Is your employer interfering with your work hours?

On Behalf of | Oct 31, 2023 | FMLA Discrimination

If you are an employee in Florida, it is important to know your rights and protections under the Family and Medical Leave Act. The FMLA is a federal law that grants eligible employees the right to take unpaid leave for qualified medical and family reasons without risking their job security.

Employers must abide by these regulations. They can not manipulate your work hours to evade their legal responsibilities.

 FMLA protections

As an eligible employee, the FMLA provides you with up to 12 weeks of unpaid leave during a 12-month period. You can take a job-protected leave for various reasons, including serious illness, childbirth, adoption or caring for a close family member with a health condition. In 2020, workers filed 966 FMLA complaints with the Department of Labor.

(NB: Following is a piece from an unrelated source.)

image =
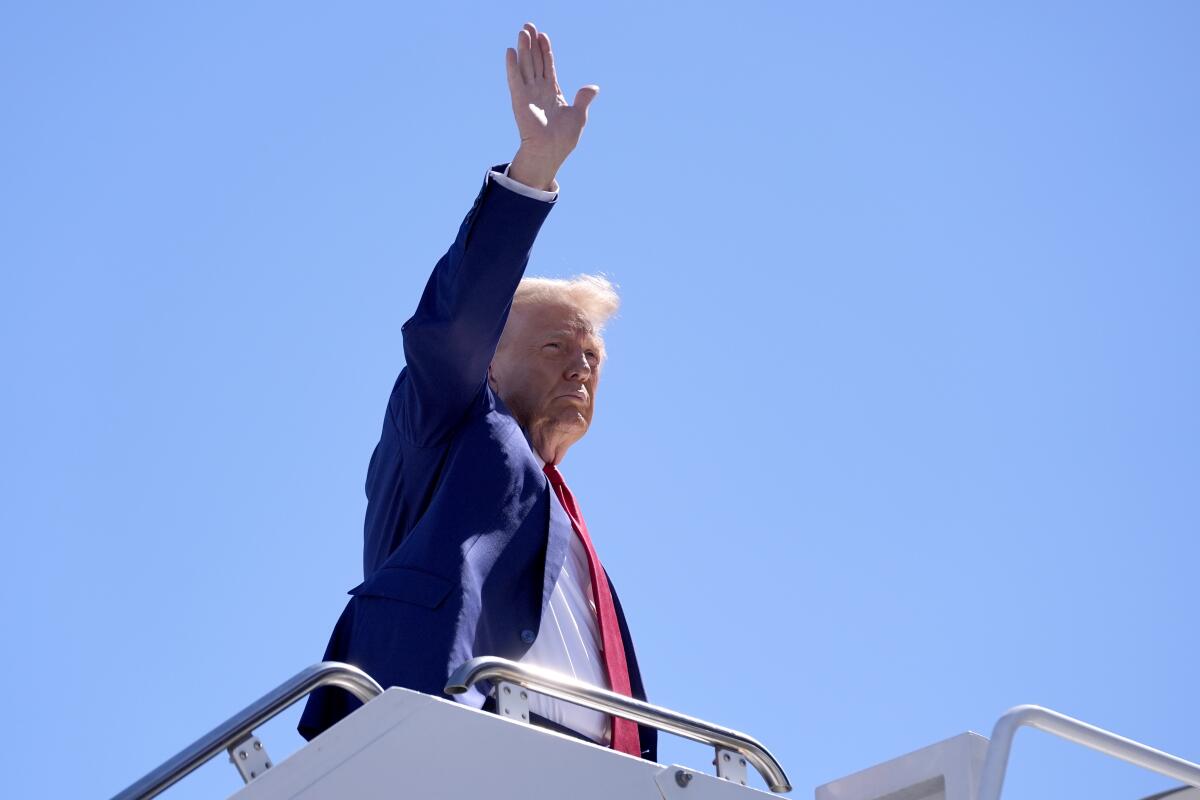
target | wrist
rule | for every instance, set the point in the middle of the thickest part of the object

Work-hour manipulation violates the law

Some employers may attempt to control your work hours to avoid providing FMLA benefits. They may try to accomplish this in several ways, such as:

  • Transferring: Your boss may move you from one work site to another to keep each location below the 50-employee threshold for eligibility
  • Changing job functions: Your employer may change the essential functions of your job to preclude the taking of leave
  • Reducing work hours: Your company may reduce your available work hours or change your shifts to sidestep your eligibility
  • Moving work location: Following a leave, your employer may try to move you to a new site with a significantly longer commute

In Florida, these actions are illegal and go against federal and state laws.

Florida law protects against unethical work-hour practices

Employers must adhere to the regulations outlined in the FMLA, as they apply to all eligible employees. It is illegal for your managers to interfere with your FMLA rights, including tampering with your work hours to bypass their responsibilities.

It is essential to protect your job security and benefits. If you believe your employer is violating your rights, take action and file a complaint with the Department of Labor. Or file a lawsuit against your employer. Know that the law is on your side and works to safeguard your rights.